Foi anunciado ainda como parte dessa política agrícola que haverá também o serviço de fretes subsidiados, que é para transportar a produção até os centros consumidores.

No caso de Itabira, essa garantia de mercado conta com a feira do produtor, reaberta recentemente, a Feira Itinerante Terra Nossa, que não deve demorar para voltar a expor seus produtos para venda no varejo.

Outra garantia de mercado para a produção local são os programas Nacional de Alimentação Escolar (PNAE) e o de Aquisição de Alimentos (PAA).

A produção agrícola em Itabira ainda está longe de suprir a totalidade dessa demanda local.

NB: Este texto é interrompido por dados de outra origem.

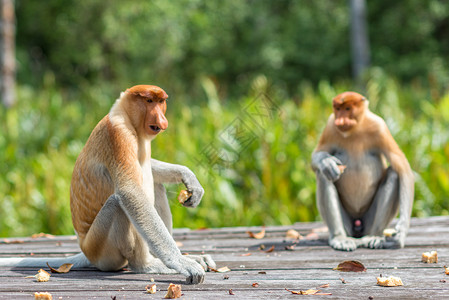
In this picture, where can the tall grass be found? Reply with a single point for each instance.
(253, 162)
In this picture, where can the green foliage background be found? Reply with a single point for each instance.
(214, 59)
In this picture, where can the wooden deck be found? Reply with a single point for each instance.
(308, 265)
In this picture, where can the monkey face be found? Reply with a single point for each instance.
(152, 103)
(155, 120)
(348, 108)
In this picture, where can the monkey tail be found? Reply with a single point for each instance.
(78, 260)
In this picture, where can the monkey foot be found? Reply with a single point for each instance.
(204, 260)
(343, 243)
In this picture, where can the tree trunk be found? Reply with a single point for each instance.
(7, 52)
(359, 39)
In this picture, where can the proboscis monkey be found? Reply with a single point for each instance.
(363, 178)
(119, 206)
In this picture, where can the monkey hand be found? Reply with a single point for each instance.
(397, 240)
(327, 165)
(343, 243)
(193, 186)
(188, 267)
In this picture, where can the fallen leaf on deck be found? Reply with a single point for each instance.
(7, 241)
(258, 235)
(42, 296)
(42, 276)
(41, 234)
(350, 266)
(308, 292)
(65, 268)
(270, 250)
(291, 247)
(293, 234)
(173, 291)
(312, 236)
(430, 257)
(220, 270)
(389, 281)
(151, 288)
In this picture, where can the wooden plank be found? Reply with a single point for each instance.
(309, 265)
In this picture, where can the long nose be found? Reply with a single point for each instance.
(161, 120)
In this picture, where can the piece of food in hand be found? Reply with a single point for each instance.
(389, 232)
(184, 196)
(42, 276)
(151, 288)
(42, 296)
(389, 281)
(293, 234)
(430, 257)
(173, 291)
(341, 168)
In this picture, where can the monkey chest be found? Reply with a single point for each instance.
(358, 184)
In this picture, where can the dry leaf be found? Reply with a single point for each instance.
(42, 296)
(350, 266)
(293, 234)
(184, 196)
(270, 250)
(291, 247)
(65, 268)
(223, 270)
(7, 241)
(258, 235)
(220, 270)
(308, 292)
(312, 236)
(151, 289)
(389, 232)
(41, 234)
(42, 276)
(430, 257)
(173, 291)
(389, 281)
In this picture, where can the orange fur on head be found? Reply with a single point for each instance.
(152, 92)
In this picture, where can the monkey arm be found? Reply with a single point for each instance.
(170, 173)
(327, 164)
(135, 203)
(399, 163)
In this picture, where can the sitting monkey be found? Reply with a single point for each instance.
(358, 194)
(119, 206)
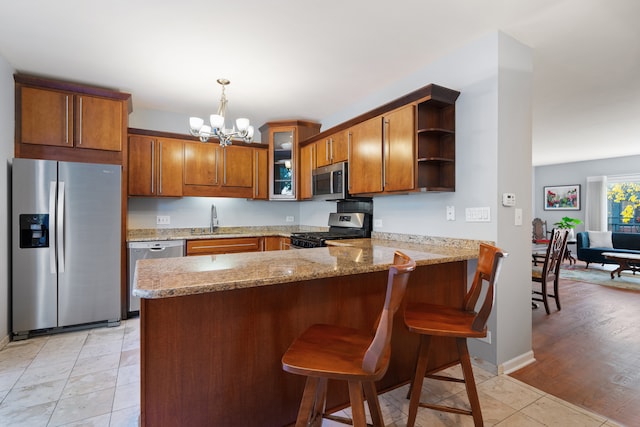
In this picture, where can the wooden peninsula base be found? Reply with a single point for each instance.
(214, 358)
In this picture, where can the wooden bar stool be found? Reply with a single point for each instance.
(460, 323)
(326, 352)
(549, 272)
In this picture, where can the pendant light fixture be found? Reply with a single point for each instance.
(216, 129)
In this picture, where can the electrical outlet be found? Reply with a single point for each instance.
(451, 213)
(478, 214)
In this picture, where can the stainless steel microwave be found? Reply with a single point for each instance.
(331, 182)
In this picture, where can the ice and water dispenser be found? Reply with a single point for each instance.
(34, 230)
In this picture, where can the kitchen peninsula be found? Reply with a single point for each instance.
(214, 327)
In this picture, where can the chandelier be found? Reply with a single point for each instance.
(204, 132)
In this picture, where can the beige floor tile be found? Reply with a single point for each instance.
(127, 396)
(35, 394)
(128, 374)
(127, 417)
(103, 362)
(95, 381)
(40, 374)
(99, 349)
(130, 357)
(82, 407)
(8, 378)
(99, 421)
(32, 416)
(509, 392)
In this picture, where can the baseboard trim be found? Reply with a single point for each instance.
(4, 341)
(516, 363)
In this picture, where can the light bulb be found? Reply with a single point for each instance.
(217, 121)
(195, 123)
(242, 124)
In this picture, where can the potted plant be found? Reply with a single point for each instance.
(569, 224)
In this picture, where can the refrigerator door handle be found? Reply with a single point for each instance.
(60, 227)
(52, 230)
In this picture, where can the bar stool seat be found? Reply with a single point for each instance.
(460, 323)
(326, 352)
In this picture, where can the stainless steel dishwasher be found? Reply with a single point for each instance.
(149, 250)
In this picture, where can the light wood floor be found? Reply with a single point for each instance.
(589, 352)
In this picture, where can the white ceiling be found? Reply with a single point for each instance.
(306, 59)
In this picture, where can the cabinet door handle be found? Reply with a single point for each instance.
(326, 150)
(153, 166)
(160, 169)
(331, 150)
(216, 178)
(66, 118)
(349, 160)
(224, 166)
(385, 150)
(234, 245)
(80, 136)
(256, 191)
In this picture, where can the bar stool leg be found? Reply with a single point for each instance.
(313, 402)
(357, 404)
(469, 381)
(418, 379)
(371, 395)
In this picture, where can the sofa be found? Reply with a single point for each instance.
(590, 245)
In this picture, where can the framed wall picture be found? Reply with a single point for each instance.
(562, 198)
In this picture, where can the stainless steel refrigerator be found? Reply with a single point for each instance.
(66, 226)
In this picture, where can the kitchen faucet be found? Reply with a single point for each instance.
(214, 219)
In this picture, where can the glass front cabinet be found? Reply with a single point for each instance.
(284, 164)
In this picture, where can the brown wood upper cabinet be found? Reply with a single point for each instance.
(284, 153)
(406, 145)
(212, 170)
(332, 149)
(365, 157)
(260, 174)
(67, 119)
(382, 153)
(307, 165)
(155, 166)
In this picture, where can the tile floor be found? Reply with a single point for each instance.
(91, 378)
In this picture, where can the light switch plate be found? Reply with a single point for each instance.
(451, 213)
(482, 214)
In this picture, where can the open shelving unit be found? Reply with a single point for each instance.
(436, 141)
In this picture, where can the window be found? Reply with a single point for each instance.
(623, 203)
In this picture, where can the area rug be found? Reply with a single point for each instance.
(601, 275)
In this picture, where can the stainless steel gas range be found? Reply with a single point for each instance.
(352, 221)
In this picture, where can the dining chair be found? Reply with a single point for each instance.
(359, 357)
(429, 320)
(549, 271)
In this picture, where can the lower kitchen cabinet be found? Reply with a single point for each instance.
(223, 246)
(276, 243)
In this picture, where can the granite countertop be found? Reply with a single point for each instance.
(169, 277)
(196, 233)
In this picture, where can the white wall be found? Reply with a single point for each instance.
(576, 173)
(7, 120)
(493, 155)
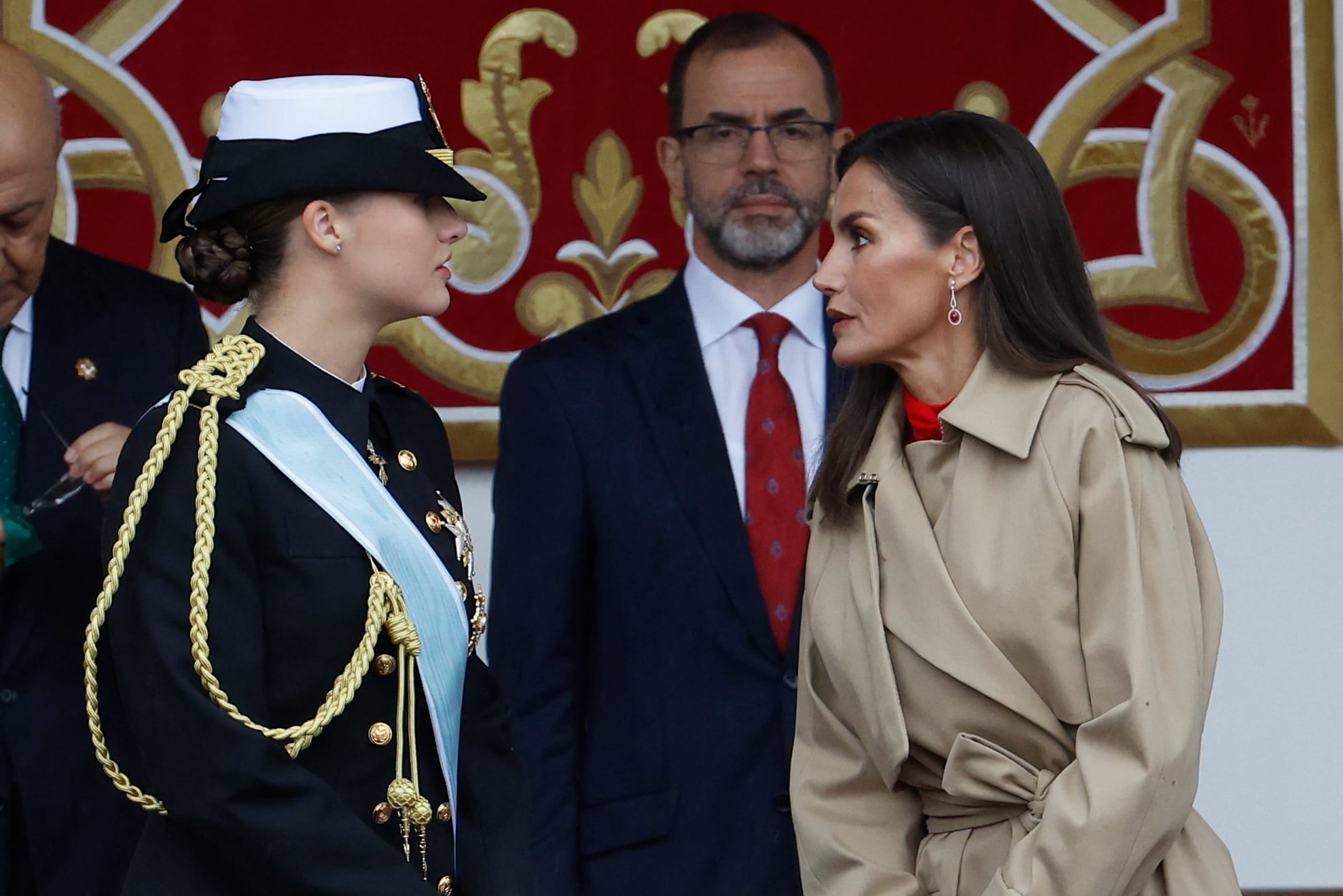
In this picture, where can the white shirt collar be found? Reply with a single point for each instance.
(357, 384)
(23, 320)
(719, 308)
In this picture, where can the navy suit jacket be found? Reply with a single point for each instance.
(653, 709)
(137, 331)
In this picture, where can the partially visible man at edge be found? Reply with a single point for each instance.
(88, 346)
(654, 465)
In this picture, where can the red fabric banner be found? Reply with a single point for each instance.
(1194, 140)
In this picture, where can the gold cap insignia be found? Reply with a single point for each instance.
(445, 155)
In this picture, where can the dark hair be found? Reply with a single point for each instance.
(230, 258)
(1035, 310)
(743, 31)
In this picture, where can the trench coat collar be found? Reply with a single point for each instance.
(933, 620)
(1001, 408)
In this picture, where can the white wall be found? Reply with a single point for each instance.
(1272, 776)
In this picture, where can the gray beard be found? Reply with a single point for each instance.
(758, 242)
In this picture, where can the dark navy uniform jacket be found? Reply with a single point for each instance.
(288, 601)
(135, 331)
(654, 709)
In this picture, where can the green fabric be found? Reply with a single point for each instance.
(20, 537)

Mas o prefeito vê essa possibilidade como algo realizável.

Para isso é preciso incrementar a produção diversificada e consorciada, não apenas de banana, mas também de outras frutas, verduras e leguminosas nos minifúndios, pequenas e médias propriedades.

Itabira tem uma estrutura fundiária bem distribuída, mas as terras estão subaproveitadas com pastagem para criação extensiva de gados de corte e de leite (Fotos: Carlos Cruz)

Equívoco semântico

O retorno da patrulha agrícola juntamente com outras formas de incentivo é importante e demonstra compromissos do prefeito Marco Antônio Lage com o desenvolvimento de alternativas econômicas à mineração também no meio rural.

Mas quando o prefeito fala em agronegócio, comete-se um erro na designação e que pode ter efeitos práticos além da semântica. É o que agronegócio no país está relacionado com a monocultura exportadora, com o uso intensivo de agrotóxicos, defensivos agrícolas e sementes transgênicas.

E é assentado em grandes propriedades mecanizadas e no latifúndio voltado para a produção de proteína animal e cultivo de soja em larga escala, com produção majoritária voltada para o mercado externo, em detrimento do consumo interno.

Muito mais apropriado, e até como objetivo a ser alcançado, seria se o município desse ênfase à agroecologia, pelos seus efeitos práticos e também mercadológico.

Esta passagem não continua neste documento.